The following actions, in my opinion, are crucial to increasing the likelihood that mediation will be successful:

  • Preparation and communication, by giving the relevant departments a thorough and accurate explanation of the mediation process.
  • Preparing a mediation paper, which is submitted to the parties, to clarify all considerations for the parties involved.
  • Co-ordinating with the relevant parties to ensure that the mediation result achieves the requirements set by them. This involves ensuring that the negotiating team has the authority to make decisions on accepting terms agreed within the mediation within defined parameters.
  • Choosing a skilled mediator with expertise relevant to the dispute.
  • Setting realistic objectives and aligning all stakeholders on achievable outcomes.
  • Fostering a co-operative attitude throughout the process, focusing on mutual gains while safeguarding organisational priorities.

8. Have you experienced a hybrid mediation (where some or all participants attend online) and if so, was it as effective as an in-person mediation? What would be your tips for ensuring a hybrid mediation is a successful process?

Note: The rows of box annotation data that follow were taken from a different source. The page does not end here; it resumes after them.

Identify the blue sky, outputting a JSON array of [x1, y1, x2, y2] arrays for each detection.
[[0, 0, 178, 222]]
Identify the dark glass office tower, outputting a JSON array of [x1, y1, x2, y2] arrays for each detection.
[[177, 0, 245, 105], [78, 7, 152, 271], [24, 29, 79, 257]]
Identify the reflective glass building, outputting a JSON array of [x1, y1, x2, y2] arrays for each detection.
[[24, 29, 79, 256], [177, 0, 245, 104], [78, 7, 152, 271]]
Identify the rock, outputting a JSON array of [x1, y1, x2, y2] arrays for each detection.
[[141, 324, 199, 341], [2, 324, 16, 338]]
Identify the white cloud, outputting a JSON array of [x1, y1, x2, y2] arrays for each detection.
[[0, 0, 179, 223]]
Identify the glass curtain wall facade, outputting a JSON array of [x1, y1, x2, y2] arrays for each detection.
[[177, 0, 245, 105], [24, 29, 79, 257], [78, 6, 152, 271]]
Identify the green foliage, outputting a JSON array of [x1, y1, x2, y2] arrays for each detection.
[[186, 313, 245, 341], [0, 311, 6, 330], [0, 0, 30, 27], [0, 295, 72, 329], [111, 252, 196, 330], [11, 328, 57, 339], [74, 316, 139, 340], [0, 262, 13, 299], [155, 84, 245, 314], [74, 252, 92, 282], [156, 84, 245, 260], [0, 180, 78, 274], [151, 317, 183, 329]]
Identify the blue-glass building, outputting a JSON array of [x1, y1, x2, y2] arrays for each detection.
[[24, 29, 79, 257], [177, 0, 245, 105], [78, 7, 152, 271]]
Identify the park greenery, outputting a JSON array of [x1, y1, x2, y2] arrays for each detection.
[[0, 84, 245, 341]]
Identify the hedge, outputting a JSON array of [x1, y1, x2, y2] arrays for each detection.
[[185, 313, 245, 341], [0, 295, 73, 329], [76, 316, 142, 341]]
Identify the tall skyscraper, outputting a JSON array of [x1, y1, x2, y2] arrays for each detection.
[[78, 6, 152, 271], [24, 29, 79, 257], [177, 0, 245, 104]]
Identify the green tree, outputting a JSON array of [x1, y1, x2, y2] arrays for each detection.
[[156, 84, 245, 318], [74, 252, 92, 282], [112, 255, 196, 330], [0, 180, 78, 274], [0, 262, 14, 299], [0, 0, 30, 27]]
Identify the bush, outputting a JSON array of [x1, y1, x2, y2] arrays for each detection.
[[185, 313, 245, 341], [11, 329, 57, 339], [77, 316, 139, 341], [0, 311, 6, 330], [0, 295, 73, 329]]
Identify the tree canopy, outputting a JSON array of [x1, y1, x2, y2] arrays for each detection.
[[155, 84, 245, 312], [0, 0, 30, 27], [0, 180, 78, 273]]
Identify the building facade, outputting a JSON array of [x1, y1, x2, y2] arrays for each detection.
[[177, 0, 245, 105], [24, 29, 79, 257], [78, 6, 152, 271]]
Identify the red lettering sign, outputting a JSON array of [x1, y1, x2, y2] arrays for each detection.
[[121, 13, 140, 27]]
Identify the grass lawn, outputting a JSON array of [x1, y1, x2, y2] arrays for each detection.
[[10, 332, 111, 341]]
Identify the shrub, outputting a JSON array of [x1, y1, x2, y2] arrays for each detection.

No, hybrid mediations have not been effective in my experience, as they are hindered by challenges such as technological reliability, unfamiliarity with virtual processes, and the difficulty of building trust and full engagement in the mediation. While such methods are useful when there is difficulty in attendance, they may not suit many disputes.

9. Have you seen an increase in the use of mediation in your sector since 2020? If so, what do you think are the causes at play?

Although I primarily deal with foreign jurisdictions and cross-border legal proceedings, I have certainly noticed an increase in the use of mediation. This rise reflects the parties’ interest in anticipating likely outcomes and resolving disputes quickly and transparently, ensuring a process that serves all parties effectively.